Tell us about your research, including projects aligned with Te Pūnaha Matatini

My research is generally in the area of mathematical modelling applied to operations and supply chain management. For example, I am interested in how contracts can be set up in the red meat industry that create win-wins for both farmers and processors in what is a very fragmented industry. I use tools such as game theory to approach this problem. Most of the problems I look at involve randomness in some form and I am very interested in modelling risk and uncertainty.

What attracted you to the role of Deputy Director – Industry and Stakeholder Engagement?

There are large synergies between this role and another of my currently roles, director of the Centre for Supply Chain Management (CSCM). In both roles I seek to build links between industry and the university, although CSCM is focussed around supply chain and Te Pūnaha Matatini is broader. I very much believe in the importance of industry engagement with academia and vice versa. We have a lot to learn from each other. Also, I would like to see the University become the first place industry looks to get their difficult problems solved. This is often the case in Northern Europe but in New Zealand industry often doesn’t think of coming to us.

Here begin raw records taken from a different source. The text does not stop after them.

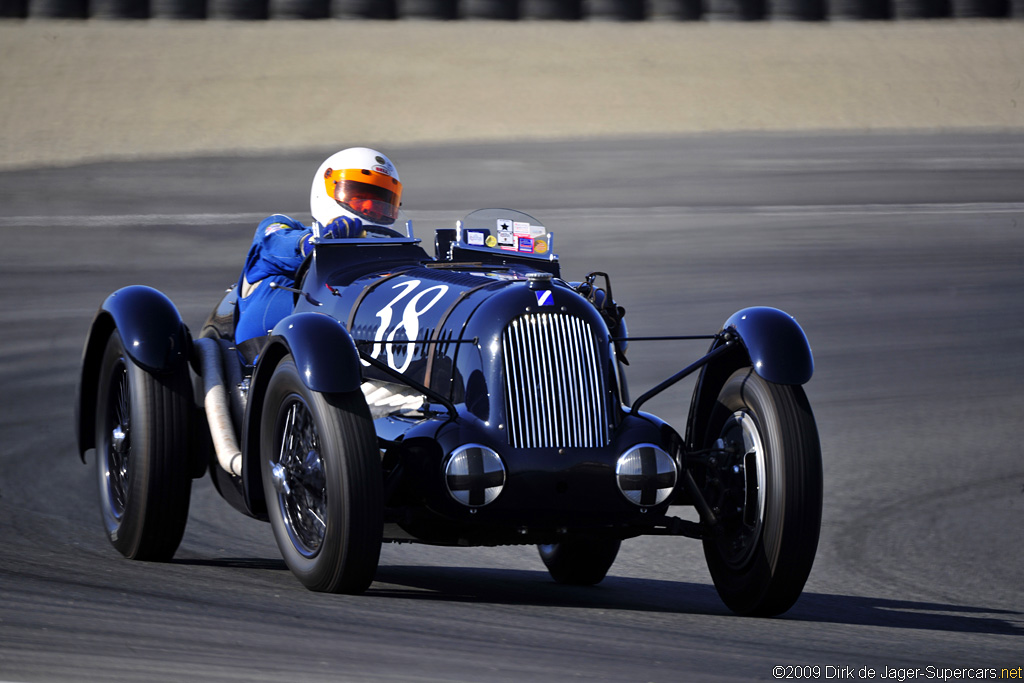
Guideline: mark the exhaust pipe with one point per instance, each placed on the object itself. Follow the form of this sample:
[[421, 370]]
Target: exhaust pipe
[[218, 413]]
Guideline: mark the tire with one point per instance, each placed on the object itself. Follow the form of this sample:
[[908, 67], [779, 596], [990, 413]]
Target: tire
[[768, 496], [142, 427], [323, 481], [580, 561]]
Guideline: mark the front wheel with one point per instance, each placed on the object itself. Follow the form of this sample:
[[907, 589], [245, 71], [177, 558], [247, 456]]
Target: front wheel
[[142, 427], [764, 482], [323, 481], [580, 561]]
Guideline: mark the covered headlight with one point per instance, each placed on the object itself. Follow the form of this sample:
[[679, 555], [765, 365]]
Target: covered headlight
[[646, 474], [474, 475]]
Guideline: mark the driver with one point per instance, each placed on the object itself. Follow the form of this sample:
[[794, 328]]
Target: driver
[[352, 189]]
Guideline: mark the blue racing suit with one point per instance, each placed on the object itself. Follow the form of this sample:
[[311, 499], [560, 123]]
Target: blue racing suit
[[280, 246]]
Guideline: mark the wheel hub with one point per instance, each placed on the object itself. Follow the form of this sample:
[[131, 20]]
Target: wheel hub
[[300, 481], [739, 488]]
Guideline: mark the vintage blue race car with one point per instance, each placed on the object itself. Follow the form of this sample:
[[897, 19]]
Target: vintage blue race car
[[472, 398]]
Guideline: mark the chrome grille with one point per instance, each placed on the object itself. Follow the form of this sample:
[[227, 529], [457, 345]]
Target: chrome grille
[[553, 387]]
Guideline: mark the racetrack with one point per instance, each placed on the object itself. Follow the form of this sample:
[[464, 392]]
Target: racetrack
[[902, 256]]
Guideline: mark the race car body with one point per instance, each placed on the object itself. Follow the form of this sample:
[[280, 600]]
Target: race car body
[[473, 397]]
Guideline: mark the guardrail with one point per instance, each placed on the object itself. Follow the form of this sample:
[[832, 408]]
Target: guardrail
[[621, 10]]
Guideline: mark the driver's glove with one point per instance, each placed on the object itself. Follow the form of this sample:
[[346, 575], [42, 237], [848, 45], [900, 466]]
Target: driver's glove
[[343, 226]]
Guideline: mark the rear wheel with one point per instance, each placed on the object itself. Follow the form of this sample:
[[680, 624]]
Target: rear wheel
[[765, 485], [142, 426], [322, 478], [580, 561]]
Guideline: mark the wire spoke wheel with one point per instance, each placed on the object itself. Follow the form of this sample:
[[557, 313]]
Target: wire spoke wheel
[[323, 482], [764, 484], [143, 421], [299, 478], [744, 492], [116, 459]]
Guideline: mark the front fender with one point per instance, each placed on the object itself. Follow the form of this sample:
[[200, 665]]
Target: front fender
[[155, 338], [329, 363], [770, 341], [777, 346], [324, 350]]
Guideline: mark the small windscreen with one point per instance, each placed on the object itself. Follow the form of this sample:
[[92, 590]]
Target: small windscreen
[[506, 230]]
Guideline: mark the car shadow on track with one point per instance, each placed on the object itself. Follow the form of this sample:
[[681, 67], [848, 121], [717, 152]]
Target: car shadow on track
[[536, 588]]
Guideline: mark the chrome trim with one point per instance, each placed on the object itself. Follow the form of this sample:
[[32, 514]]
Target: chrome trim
[[553, 383]]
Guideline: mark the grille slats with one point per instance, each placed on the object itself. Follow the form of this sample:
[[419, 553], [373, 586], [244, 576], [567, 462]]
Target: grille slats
[[554, 393]]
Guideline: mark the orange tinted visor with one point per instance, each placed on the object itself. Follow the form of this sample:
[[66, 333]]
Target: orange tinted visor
[[372, 196]]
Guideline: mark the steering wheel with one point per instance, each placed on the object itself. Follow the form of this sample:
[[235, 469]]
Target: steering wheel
[[383, 231]]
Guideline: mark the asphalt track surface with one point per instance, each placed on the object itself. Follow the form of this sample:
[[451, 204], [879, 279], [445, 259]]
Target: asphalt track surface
[[902, 256]]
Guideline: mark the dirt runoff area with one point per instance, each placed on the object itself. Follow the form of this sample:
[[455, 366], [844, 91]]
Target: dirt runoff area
[[86, 90]]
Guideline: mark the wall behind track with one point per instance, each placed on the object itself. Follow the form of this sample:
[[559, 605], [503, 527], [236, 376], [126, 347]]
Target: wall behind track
[[608, 10]]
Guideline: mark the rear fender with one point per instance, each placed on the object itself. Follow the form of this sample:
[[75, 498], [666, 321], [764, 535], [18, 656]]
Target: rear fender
[[770, 341], [329, 363], [155, 338]]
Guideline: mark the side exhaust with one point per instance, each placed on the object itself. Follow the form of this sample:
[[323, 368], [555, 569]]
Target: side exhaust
[[218, 413]]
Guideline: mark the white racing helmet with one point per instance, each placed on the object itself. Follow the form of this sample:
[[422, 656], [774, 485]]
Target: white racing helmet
[[357, 182]]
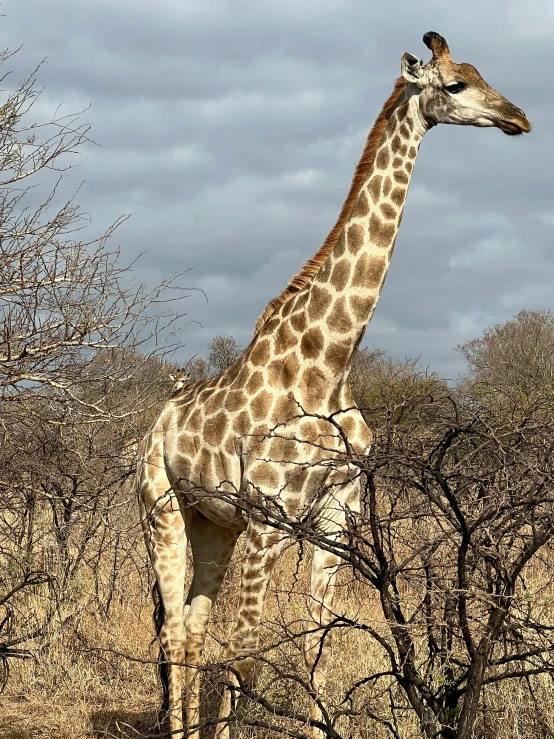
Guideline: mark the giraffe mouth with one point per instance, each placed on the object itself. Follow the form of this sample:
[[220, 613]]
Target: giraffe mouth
[[513, 128]]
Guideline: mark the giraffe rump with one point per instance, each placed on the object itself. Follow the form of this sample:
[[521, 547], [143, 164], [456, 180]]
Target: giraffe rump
[[314, 264]]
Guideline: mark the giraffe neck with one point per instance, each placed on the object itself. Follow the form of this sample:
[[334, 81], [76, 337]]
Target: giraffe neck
[[342, 297]]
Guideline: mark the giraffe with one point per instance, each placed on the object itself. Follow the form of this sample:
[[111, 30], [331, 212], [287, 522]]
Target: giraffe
[[214, 444], [180, 379]]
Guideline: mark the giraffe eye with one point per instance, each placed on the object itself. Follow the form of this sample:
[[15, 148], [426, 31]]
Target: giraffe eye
[[455, 87]]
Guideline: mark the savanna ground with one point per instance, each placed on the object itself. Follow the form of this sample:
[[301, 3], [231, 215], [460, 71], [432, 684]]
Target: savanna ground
[[92, 673]]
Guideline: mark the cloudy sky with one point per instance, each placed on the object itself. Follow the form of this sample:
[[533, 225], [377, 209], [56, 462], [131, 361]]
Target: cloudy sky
[[230, 130]]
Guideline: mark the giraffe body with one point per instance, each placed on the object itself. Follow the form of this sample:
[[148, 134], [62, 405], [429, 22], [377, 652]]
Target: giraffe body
[[280, 426]]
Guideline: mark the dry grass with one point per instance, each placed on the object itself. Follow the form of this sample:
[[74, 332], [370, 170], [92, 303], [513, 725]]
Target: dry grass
[[80, 685]]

What role do you think Te Pūnaha Matatini can play when working with industry?

Te Pūnaha Matatini should be able to facilitate networks and connections. I would love to see us getting teams of cross-disciplinary students working with industry and supervised by Te Pūnaha Matatini staff to solve challenging problems. I think this could add significant value to both industry and to our staff and students. I saw something like this working very well at the University of Michigan when I was there and I would very much like to get a programme similar to theirs started here.